La distance entre le point d’eau et les points d’attaques, mêlé au vent fort du moment et au dénivelé important sur l’île, rendent l’intervention particulièrement difficile.

 

       

A   16H 50 , la première petite lance attaque le foyer Ouest et sera suivi de la deuxième cinq minutes après. Le chef d’agrès (SCH GIRARD), après une deuxième reconnaissances et au vue du nombre de vestiges du Bagne à protéger, demande renfort en matériels.
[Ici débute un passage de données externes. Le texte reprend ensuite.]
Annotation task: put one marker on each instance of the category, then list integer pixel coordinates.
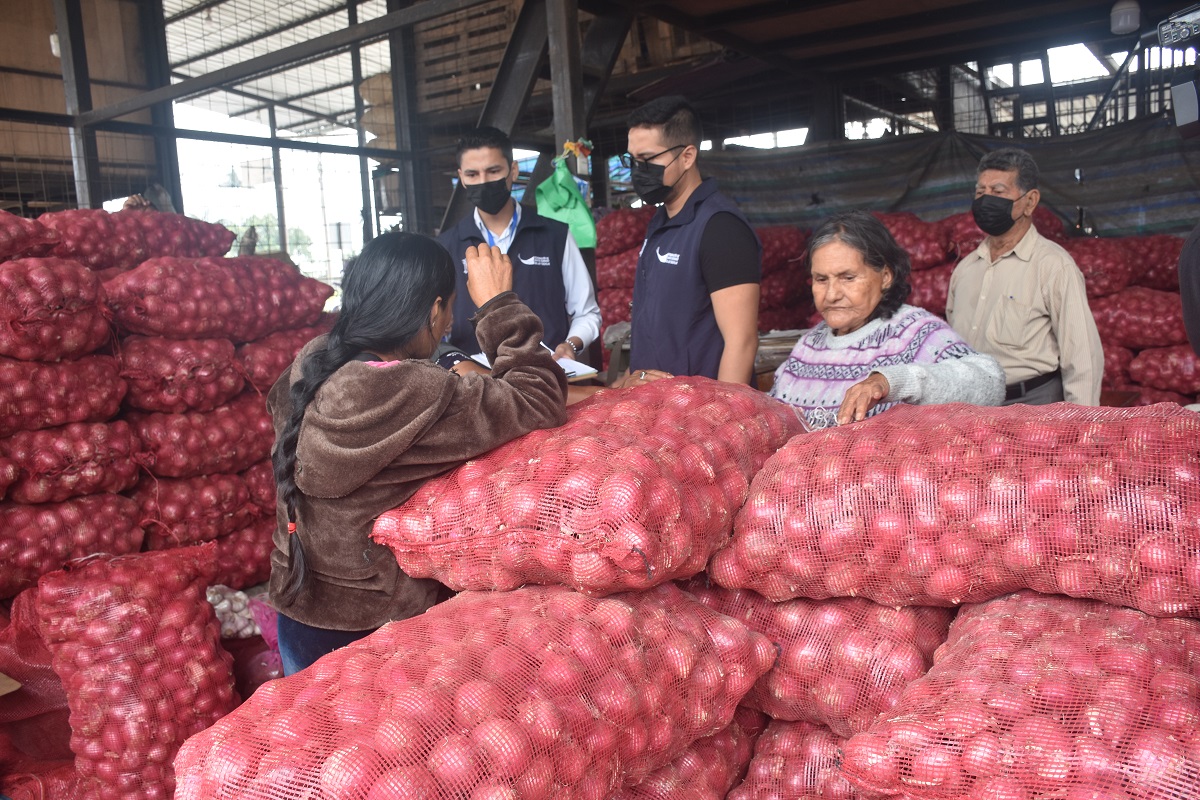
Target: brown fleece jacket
(371, 438)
Le CSP Kourou, ne possédant qu’une seule embarcation (ERS), fait appel au détachement de la Brigade de sapeurs-pompiers de Paris (BSPP), en poste au Centre spatial Guyanais (CSG). Leur concours nous permettent d’établir une petite lance supplémentaire et de relayer les personnels du CSP Kourou.

MAÎTRE DU FEU

Après l’établissement de trois petites lances et une lutte dans un milieu montagneux et parfois hostile, les secours sont maître du feu à 02 H 55 le 26 septembre 2004 et les premiers noyages des souches de cocotiers ainsi que la surveillance débutent.

Plusieurs rondes seront effectuées de nuit (les personnels dormant sur place), avant de confirmer l’extinction totale.
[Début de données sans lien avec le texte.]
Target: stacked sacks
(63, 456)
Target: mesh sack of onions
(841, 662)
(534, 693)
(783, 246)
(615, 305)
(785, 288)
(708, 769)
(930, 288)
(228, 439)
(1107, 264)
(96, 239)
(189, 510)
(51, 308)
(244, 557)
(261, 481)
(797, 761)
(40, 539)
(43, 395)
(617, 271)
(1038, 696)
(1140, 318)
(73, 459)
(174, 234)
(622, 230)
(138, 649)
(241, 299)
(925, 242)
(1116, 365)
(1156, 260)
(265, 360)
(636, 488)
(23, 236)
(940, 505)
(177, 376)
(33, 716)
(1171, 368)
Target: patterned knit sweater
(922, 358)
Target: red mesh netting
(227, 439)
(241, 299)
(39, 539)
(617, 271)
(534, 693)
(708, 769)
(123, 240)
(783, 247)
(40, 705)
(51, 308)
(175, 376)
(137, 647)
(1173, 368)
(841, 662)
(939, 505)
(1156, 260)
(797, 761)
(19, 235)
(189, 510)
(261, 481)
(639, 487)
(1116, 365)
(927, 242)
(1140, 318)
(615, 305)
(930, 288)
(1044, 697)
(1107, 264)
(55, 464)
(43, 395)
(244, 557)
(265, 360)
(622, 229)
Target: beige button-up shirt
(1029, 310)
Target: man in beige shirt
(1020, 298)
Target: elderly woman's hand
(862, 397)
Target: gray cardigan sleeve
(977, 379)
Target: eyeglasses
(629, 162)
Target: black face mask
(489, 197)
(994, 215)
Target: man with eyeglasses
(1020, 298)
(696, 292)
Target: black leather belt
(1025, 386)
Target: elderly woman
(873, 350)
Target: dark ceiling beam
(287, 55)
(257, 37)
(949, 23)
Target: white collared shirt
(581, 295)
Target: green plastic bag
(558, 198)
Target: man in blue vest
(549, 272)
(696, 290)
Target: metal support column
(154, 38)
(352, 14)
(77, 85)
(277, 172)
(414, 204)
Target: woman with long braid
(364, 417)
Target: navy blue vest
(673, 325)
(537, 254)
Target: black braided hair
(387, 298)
L’opération prend fin le 27 septembre 2004 à 17H00, après le démontage des dispositifs hydrauliques. Cette opération particulière au cœur d’un site sensible, à bénéficié de l’efficacité des 1ère équipes intervenantes et de la présence des renfort du détachement de la BSPP , ainsi que des gendarme et des légionnaires en poste sur l’Ile.

 

MOYENS ENGAGES :

CSP Kourou :  ERS, 2 motopompes flottantes,2 motopompes portatives, matériels divers pour feu de forêt.
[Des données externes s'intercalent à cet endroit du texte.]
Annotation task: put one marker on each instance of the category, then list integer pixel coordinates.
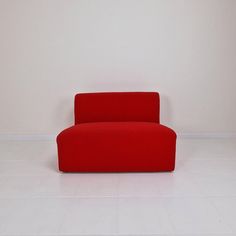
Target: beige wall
(51, 49)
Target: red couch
(116, 132)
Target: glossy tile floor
(199, 198)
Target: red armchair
(116, 132)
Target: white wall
(52, 49)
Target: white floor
(199, 198)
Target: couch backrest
(117, 106)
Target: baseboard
(27, 137)
(52, 137)
(206, 135)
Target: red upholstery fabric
(117, 106)
(116, 132)
(117, 146)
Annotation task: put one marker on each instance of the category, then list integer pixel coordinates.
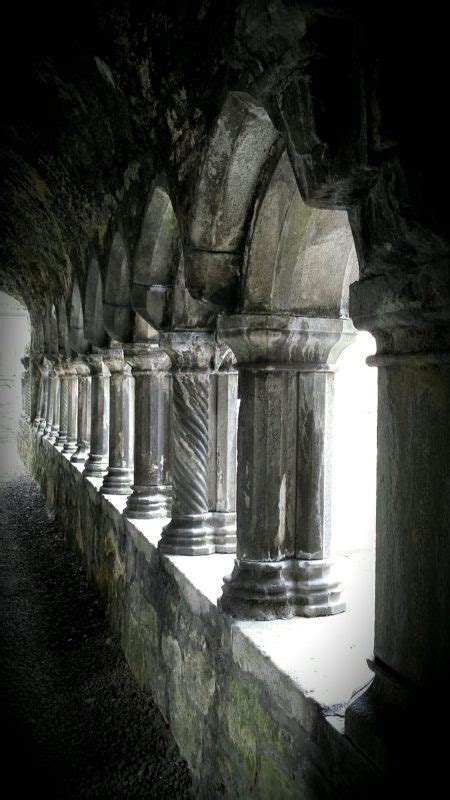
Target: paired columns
(286, 369)
(83, 395)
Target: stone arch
(117, 312)
(158, 261)
(243, 142)
(299, 259)
(76, 325)
(94, 330)
(63, 328)
(51, 331)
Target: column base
(70, 446)
(189, 535)
(266, 590)
(80, 455)
(96, 466)
(118, 480)
(224, 531)
(149, 502)
(391, 720)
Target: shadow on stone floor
(76, 724)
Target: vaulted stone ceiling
(127, 91)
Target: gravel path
(76, 724)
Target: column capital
(81, 366)
(190, 351)
(277, 341)
(407, 312)
(97, 365)
(146, 357)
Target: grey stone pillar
(70, 444)
(44, 369)
(409, 317)
(190, 531)
(119, 477)
(224, 469)
(83, 411)
(97, 462)
(152, 491)
(283, 565)
(35, 387)
(51, 395)
(63, 404)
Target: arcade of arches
(197, 240)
Détachement BSPP :  ERS, 1 motopompe portative, matériels divers pour feu de forêt.

Gendarmes des îles

Légionnaires des îles

ELEMENTS FAVORABLES :

Rapidité de l’alerte

Nombre de personnels SP disponible rapidement

Mer calme

La parfaite coordination entre le SDIS 973 et la BSPP                                           

Bonne couverture, téléphone cellulaire

ELEMENTS DEFAVORABLES :

Vent fort

Aucune présence de point d’eau sur l’île

Routes et véhicules inexistant sur l’île

Propagation rapide des cocotiers

Peu de touristes ce jour

UN PEU D’HISTOIRE                                                                    LES ILES DU SALUT

 

Initialement appelées Îles du Triangle, puis Îles du Diable, elles sont devenues Îles du salut à l’occasion de l’expédition de Kourou (1763-1765) conduite par Choiseul sous Louis XV. Plus de 2000 colons y trouvèrent refuge, pendant que 10 000 périssent à Kourou. Occupées un moment par un échelons militaire d’artillerie (1800-1850) elles ont pris leur aspect actuel avec l’implantation du bagne en Guyane. Les premiers détenus ont débarqué en Mai 1852. Les îles Royale et Saint Joseph ont accueilli forçats et déportés (1000 à 2000 suivant les périodes) alors que l’île du Diable était réservé aux détenus politiques. Les premières constructions provisoires furent transformées en dur dès 1880, quand les îles Royale et Saint Joseph devinrent centre de réclusion pour récidivistes. Leur réputation était terrible, nul ne pouvait s’en échapper… Une littérature abondante, d’Albert Londres à Henri Charrière (Papillon) a contribué au mythe, en véhiculant des images de désolation. Les bagnes de Guyane ont été définitivement fermés en 1947. A partir de 1965 l’implantation sur l’île Royale du cinétélescope associé à une mini-infrastructure (logements, centrale électrique) redonna vie à l’île. A son arrivée, le CNES n’avait trouvé que ruines éventrées par une végétation luxuriante envahissant des bâtiments dévastés.

En 1979 les îles deviennent patrimoine national.